Welcome to the County of Berks
Smart Growth Principles
Smart Growth Principles
In addition to supporting the implementation of the Berks County Vision 2020 Comprehensive Plan, The Berks County Smart Growth Alliance recognizes the book "Better Models for Development in Pennsylvania" as a valuable resource.  The authors, Edward T. McMahon and Shelley S. Mastran, came up with Six Principles for Better Development.  These valuable principles are expanded upon within the book in greater detail, with examples and pictures as well as well being accompanied by useful implementation strategies.  Please take a moment to read the 6 Principles below:

1. Conserve Pennsylvania’s Farmland, Natural Areas and Scenic Assets

The first principle of better development should be identifying where not to develop. Successful communities always identify the areas that are most important to protect, whether it is farmland, forests, greenway corridors, riparian buffers and groundwater recharge areas, natural areas, scenic views or wildlife habitat. Every community needs an open space protection plan and the resources to implement it. Communities that have a blueprint for conservation are more amenable to accommodating growth in the areas where it is most appropriate. On the other hand, when citizens think all land is up for grabs, they often oppose development everywhere. Conserving natural and scenic assets is also important because working farms, forests, and scenic landscapes contribute to the economic vitality of our communities.

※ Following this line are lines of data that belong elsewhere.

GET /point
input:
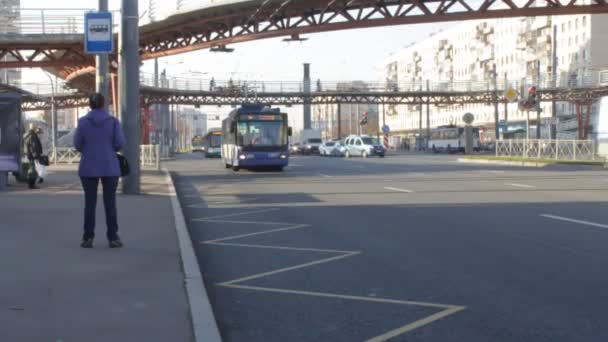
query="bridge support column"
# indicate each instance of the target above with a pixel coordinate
(129, 92)
(307, 104)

2. Maintain a Clear Edge between Town and Countryside

Pennsylvania has many strong cities and towns as well as healthy rural landscapes. Safeguarding the rural character of Pennsylvania means maintaining a clear edge between cities, towns, and countryside. This can be done by protecting agricultural land and open space while encouraging more compact building design and walkable communities. It also means encouraging infill development in our older communities, on vacant, underused or overlooked land near transit and on reclaimed former industrial sites (brownfields). By working to maintain a clear edge between town and countryside, Pennsylvania can preserve its rural landscapes and at the same time enhance the vitality of its existing communities.


3. Build and Maintain Livable and Attractive Communities

Attractive and livable cities and towns are the flip side of protecting rural character. Livable communities have a balance of jobs, homes, services, and amenities and provide interconnections among these elements. Livable communities provide housing choices and are walkable and affordable.  They’re also well designed and attractive.  Vibrant downtowns are especially important because they are the heart and soul of Pennsylvania communities, appeal to all ages, and provide the distinctive image that people take with them.  We can even reshape the strip to make it more appealing and functional. Wherever new development or redevelopment occurs, location, scale, siting and design decisions should be carefully considered.

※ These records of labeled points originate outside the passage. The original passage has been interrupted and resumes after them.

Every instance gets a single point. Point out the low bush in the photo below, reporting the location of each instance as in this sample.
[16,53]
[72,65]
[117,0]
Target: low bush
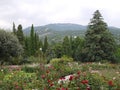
[62,60]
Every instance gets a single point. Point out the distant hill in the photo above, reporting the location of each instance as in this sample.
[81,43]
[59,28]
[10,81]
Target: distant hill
[56,32]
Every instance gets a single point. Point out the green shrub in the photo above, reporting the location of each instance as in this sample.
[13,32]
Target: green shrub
[62,60]
[17,80]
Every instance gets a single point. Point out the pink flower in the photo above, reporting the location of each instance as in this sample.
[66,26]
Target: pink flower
[71,77]
[110,83]
[43,76]
[84,81]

4. Preserve Historic Resources

Pennsylvania’s rich history is evident in the wealth of historic buildings and archeological sites found in cities, small towns and rural areas throughout the state. Historic assets should be identified and protected, and developers should be encouraged to rehabilitate and reuse historic structures. Protecting historic resources such as small-town main streets is also important because historic preservation is a powerful tool for economic revitalization that generates jobs and attracts tourists and investors.

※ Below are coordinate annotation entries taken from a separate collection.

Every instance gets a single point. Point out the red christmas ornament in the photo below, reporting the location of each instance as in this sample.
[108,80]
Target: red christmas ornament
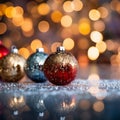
[60,67]
[3,50]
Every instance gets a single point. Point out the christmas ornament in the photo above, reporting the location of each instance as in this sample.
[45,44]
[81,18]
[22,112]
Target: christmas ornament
[60,67]
[3,50]
[12,66]
[34,66]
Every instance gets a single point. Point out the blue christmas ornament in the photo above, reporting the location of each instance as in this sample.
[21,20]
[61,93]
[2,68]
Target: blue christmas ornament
[34,66]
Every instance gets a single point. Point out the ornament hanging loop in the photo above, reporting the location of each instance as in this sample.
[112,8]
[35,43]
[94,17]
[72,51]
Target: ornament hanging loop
[14,49]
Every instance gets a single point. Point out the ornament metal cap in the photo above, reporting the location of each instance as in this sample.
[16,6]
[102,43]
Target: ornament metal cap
[40,50]
[60,49]
[14,49]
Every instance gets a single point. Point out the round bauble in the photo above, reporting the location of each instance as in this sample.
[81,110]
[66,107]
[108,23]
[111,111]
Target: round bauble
[12,66]
[60,67]
[34,66]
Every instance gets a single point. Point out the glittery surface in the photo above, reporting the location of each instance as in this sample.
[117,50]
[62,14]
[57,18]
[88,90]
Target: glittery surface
[34,66]
[60,68]
[12,67]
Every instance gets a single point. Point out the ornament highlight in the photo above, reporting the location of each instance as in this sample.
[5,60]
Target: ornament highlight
[60,67]
[34,66]
[12,66]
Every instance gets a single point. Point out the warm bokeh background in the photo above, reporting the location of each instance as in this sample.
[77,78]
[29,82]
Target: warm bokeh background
[90,29]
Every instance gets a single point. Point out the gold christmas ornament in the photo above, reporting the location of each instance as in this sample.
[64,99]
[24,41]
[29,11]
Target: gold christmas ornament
[12,66]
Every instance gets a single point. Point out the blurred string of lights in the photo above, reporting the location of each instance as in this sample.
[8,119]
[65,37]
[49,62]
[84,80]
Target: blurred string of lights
[83,27]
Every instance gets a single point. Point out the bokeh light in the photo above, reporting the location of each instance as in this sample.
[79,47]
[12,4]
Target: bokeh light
[9,12]
[84,26]
[43,9]
[77,5]
[103,11]
[96,36]
[93,53]
[36,43]
[83,43]
[27,25]
[101,46]
[92,27]
[24,52]
[98,106]
[43,26]
[56,16]
[94,14]
[3,28]
[99,26]
[67,6]
[68,43]
[66,21]
[54,46]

5. Respect Local Community Character in New Construction

Eighty percent of everything ever built in America has been built since the end of World War II, and much of it is cookie-cutter, off-the-shelf junk. New buildings can either complement the character of Pennsylvania communities, or they can turn the state into “Anyplace USA.” Pennsylvania communities should do more to ensure that new construction—particularly chain stores, shopping centers, and franchises—respects local character. Pennsylvania’s natural setting, historical development pattern, and architectural traditions make this a distinctive place. By identifying what makes each community unique, and what harms that uniqueness, localities can develop standards that foster distinctive, attractive communities with economic vitality and a strong sense of place.


6. Reduce the Impact of the Car and Promote Walkability

Reducing the impact of the automobile means providing more transportation choice. It also means designing transportation facilities that are beautiful as well as functional, that meet the needs of people as well as those of motor vehicles, and that respect and enhance local communities. Design standards for neighborhood streets, roads, bridges, parking lots and other transportation facilities should be reexamined to make them more human-scale and community friendly. Even minor design improvements can lessen the negative visual and environmental impacts of new roads and bridges. Transportation choice can be expanded by providing better public transportation and building more sidewalks, trails, and bike paths that can create a network of non-motorized transportation options within and between communities to allow citizens to increase their physical activity close to home. Communities can also foster healthy lifestyles by considering walkable, mixed-use development and traffic-calming measures like roundabouts, curb extensions, or narrowing streets to slow down traffic and make walking and biking more desirable.